America is wounded right now, not just from the attack in Boston but from decades of political divisiveness and economic stagnation. As a nation, we are hurt and angry and on the verge of a complete breakdown. Our so-called leaders have failed us, concerning themselves more with special interests for the few than the well-being of the many. The church has failed us, focusing more on homosexuality than the care of the needy. Corporations have failed us, attending more to short-term profits than long-term sustainability. We as American citizens cannot count on these entities to help us rekindle and heal the American spirit. That onus falls to us as individuals, especially those of us who have survived real ordeals. We must reach out to each other on a personal level and communicate as individual human beings.

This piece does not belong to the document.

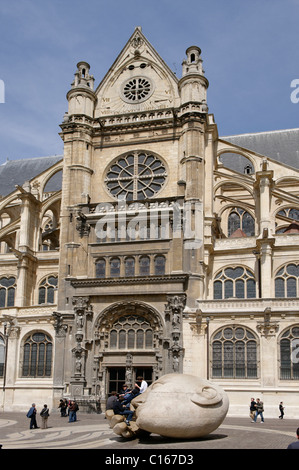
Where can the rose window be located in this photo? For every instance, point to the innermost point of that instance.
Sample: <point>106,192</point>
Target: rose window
<point>136,176</point>
<point>137,89</point>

I ask each of you who understands what I’m talking about to reach out to someone in your community who opposes your viewpoint and have a real conversation with them. Not a political shouting match but a basic conversation about their children or grandchildren or jobs or dreams. Don’t push your ideology on them. Just listen. Share a story from your life. Those of us who have been through real ordeals can do a lot to help heal our communities by reaching out to those around us because we understand that healing doesn’t come from external sources. It comes from the inside, and the only way we will heal as a nation is on a grassroots level. It must begin with individuals.

Whatever darkness we now face, we can overcome it. People have faced much worse in the past. Whatever fractures in our society can be mended if enough individuals reach out to each other and find common ground. There may be difficult times ahead, but the basic human desire for individual freedom is still alive. The Civil Rights movement taught us that kindness and compassion can be contagious and are the best weapons against darkness and anger. Those of us who are filled with the soft light already know this, and it is our time to push back against the forces that want to rob us of our liberties and drown us in fear. Those of us who still believe in the promise of America must come together, regardless of political ideology, and help each other heal. The soft light is a powerful force. If you have it, now is the hour to let it shine.